Bloom, Bond, and Van Reenen (2003) elaborate on the implications of these previous studies for investment dynamics. They simulate firm-level data from a calibrated model in which firm investment is aggregated over a number of independent plants, which are subject to idiosyncratic plant-level productivity shocks as well as to a common firm-level demand shock. One implication of such aggregation is that zero-investment observations become rare at the firm level, although the presence of plants within the region of inaction continues to influence the firm-level investment series. Interestingly, their approach identifies robust empirical predictions on firm-level investment dynamics, which can be recovered after aggregation across multiple capital inputs as well as production plants within a firm.

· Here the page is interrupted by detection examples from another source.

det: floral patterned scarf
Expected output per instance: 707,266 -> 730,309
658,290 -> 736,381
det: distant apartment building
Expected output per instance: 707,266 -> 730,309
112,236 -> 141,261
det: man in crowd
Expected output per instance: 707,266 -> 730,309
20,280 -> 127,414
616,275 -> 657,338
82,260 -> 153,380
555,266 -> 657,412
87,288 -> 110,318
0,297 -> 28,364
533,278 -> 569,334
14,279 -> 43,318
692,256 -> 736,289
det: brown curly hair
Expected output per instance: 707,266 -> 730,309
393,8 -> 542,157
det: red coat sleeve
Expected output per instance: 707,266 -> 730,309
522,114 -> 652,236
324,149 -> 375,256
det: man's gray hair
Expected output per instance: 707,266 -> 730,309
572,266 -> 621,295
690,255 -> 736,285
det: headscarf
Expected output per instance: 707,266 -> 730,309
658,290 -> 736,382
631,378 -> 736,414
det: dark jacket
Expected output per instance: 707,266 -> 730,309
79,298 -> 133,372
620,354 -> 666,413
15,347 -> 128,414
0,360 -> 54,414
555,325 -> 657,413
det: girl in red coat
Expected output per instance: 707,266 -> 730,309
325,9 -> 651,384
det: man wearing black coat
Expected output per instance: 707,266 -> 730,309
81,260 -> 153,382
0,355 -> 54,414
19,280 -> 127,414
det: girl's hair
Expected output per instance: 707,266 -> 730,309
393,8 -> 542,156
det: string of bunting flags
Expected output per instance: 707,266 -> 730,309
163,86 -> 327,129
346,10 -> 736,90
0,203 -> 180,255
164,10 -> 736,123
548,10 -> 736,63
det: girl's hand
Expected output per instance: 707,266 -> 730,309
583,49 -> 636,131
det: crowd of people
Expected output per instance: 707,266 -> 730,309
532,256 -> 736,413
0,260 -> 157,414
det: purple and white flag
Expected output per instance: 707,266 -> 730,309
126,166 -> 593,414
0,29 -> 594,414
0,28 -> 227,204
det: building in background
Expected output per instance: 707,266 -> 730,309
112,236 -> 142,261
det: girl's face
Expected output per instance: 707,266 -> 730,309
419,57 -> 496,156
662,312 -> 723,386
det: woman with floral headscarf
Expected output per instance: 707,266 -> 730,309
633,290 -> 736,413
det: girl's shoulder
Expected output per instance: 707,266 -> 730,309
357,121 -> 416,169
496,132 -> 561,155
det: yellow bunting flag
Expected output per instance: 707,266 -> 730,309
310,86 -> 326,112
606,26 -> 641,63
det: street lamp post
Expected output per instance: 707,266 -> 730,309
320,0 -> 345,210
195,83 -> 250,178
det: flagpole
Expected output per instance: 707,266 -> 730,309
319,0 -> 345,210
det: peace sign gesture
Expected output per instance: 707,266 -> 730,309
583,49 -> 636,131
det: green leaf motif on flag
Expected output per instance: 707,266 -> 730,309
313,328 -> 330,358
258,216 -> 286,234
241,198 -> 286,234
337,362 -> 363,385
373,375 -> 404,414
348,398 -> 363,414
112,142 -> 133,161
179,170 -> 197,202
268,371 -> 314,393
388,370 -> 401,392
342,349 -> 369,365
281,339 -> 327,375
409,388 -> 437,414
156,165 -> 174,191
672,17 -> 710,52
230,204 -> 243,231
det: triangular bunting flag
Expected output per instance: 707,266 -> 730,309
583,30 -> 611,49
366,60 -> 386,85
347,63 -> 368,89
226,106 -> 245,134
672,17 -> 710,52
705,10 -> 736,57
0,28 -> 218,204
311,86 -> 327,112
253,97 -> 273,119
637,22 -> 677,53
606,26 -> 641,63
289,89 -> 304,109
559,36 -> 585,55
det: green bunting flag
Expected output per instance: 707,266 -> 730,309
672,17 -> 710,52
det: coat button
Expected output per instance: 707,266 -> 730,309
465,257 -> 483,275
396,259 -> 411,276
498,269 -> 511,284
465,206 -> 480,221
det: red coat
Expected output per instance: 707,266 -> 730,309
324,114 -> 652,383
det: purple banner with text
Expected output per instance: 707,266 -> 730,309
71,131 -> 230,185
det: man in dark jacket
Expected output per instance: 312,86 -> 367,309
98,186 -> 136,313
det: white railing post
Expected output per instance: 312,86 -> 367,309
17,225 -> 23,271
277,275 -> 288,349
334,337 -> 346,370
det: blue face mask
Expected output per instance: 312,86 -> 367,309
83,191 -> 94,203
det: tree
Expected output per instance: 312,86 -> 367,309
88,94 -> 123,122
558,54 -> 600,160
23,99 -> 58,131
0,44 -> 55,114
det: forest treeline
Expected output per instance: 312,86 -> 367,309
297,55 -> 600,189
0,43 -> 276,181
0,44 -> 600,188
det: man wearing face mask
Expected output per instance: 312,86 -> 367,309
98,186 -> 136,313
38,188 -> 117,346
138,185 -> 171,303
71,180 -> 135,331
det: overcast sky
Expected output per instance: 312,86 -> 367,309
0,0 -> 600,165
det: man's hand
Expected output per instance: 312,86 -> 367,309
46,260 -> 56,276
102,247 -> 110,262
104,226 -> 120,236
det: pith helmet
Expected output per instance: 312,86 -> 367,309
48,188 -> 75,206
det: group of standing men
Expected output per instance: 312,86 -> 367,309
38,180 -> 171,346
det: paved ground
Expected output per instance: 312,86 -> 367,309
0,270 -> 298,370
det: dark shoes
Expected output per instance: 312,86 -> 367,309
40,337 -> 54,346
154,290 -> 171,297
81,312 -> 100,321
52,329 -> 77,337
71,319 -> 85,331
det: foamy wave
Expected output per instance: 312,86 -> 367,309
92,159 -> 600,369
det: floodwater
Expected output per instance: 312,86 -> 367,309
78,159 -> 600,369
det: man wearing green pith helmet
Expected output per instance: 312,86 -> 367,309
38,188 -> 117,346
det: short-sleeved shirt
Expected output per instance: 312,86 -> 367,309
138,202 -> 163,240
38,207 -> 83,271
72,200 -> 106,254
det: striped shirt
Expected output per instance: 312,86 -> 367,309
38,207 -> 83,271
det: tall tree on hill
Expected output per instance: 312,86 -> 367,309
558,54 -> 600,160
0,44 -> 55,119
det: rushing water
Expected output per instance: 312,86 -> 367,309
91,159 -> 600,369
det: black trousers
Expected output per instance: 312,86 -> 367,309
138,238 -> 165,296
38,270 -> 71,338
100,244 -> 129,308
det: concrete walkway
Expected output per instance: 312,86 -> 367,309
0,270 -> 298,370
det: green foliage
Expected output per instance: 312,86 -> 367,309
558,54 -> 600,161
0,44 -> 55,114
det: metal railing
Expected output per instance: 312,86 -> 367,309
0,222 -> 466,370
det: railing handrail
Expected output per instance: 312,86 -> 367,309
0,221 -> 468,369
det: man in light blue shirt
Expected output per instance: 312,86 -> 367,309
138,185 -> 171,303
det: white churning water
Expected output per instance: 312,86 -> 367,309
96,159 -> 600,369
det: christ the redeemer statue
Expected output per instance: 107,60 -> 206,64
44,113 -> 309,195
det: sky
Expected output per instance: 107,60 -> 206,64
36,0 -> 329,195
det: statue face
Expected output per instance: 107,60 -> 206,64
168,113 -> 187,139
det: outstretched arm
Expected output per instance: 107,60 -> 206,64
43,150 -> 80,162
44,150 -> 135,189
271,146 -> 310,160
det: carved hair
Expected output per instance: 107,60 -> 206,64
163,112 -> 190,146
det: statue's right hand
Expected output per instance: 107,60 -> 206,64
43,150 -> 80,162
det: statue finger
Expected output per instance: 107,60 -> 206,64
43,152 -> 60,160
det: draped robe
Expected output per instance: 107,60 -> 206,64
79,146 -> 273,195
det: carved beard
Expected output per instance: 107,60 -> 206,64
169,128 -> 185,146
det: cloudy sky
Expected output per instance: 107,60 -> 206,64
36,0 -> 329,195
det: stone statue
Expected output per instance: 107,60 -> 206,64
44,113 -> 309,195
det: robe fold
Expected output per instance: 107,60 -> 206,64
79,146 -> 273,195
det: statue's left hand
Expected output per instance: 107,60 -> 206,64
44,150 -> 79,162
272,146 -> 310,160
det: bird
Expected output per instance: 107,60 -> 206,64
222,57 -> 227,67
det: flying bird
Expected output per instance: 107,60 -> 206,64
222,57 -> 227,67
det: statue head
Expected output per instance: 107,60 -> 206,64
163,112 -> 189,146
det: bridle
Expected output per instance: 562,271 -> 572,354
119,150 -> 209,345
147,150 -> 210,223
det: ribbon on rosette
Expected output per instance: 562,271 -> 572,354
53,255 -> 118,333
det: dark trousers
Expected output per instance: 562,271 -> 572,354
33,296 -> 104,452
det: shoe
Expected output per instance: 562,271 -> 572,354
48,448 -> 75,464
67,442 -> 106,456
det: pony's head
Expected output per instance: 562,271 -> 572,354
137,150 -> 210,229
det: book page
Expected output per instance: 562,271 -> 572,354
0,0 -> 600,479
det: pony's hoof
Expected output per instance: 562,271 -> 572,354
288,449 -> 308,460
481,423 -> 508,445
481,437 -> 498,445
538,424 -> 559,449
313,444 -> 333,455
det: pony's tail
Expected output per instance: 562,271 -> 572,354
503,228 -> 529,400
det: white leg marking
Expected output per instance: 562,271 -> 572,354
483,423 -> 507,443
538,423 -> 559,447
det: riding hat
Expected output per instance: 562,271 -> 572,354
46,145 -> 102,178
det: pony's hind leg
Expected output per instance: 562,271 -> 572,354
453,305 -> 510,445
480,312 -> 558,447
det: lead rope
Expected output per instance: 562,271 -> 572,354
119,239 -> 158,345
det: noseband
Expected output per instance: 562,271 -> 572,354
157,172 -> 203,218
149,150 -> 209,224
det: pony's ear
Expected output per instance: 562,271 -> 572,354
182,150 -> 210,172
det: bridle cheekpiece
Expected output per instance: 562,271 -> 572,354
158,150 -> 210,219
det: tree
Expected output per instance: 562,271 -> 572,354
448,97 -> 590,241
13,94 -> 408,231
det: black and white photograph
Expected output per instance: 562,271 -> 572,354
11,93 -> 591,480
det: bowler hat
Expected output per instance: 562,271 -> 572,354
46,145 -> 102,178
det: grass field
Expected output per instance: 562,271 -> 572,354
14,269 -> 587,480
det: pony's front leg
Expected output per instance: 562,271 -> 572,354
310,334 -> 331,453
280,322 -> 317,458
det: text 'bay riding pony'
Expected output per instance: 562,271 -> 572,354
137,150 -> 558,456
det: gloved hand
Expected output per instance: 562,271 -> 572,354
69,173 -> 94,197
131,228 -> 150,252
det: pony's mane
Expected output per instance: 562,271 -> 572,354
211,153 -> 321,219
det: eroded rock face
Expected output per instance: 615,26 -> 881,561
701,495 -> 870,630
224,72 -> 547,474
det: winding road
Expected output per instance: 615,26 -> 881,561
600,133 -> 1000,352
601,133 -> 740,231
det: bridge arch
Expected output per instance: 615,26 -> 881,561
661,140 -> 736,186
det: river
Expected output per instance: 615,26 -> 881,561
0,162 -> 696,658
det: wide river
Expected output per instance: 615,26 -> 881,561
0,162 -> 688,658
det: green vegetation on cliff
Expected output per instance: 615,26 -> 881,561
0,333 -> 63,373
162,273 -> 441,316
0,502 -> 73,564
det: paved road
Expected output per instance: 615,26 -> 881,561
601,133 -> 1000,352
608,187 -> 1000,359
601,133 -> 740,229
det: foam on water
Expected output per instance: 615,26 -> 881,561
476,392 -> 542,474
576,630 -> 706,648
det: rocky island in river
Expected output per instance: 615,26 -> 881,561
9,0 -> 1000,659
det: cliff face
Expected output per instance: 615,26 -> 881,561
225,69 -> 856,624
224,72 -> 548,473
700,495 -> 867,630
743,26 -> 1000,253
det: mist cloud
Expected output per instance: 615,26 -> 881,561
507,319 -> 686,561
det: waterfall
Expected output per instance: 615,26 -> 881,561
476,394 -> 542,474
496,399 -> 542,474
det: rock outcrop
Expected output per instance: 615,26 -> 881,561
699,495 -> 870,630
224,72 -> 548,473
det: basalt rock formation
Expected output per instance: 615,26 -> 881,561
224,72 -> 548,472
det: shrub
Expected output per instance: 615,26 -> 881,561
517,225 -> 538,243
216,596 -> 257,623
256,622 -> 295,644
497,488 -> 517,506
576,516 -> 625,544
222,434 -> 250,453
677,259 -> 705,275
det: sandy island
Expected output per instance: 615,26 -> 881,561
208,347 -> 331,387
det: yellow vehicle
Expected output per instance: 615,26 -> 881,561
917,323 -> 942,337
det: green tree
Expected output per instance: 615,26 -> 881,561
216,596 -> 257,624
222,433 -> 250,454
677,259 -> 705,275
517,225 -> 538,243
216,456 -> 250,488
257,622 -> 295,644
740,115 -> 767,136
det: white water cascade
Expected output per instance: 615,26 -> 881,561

Bloom, Bond, and Van Reenen (2003) emphasize the following predictions about firm-level investment, which are tested in our study. First, in the short run, firms facing a higher level of uncertainty should respond less following a given demand shock, because, according to this theoretical framework, higher uncertainty widens the region of inaction relevant for each investment decision. This captures the intuition that firms may have a greater incentive to adopt a more cautious policy and wait for the arrival of new information before implementing their investment projects and exercising real options. In addition, they note that there should also be a nonlinear effect of demand shocks on investment spending in a setting in which firms invest at multiple plants or in multiple lines of capital. Typically, following a positive demand shock, the line of capital closest to the investment threshold starts adjusting, thus increasing the marginal productivity of the other lines of capital if one assumes supermodularity in...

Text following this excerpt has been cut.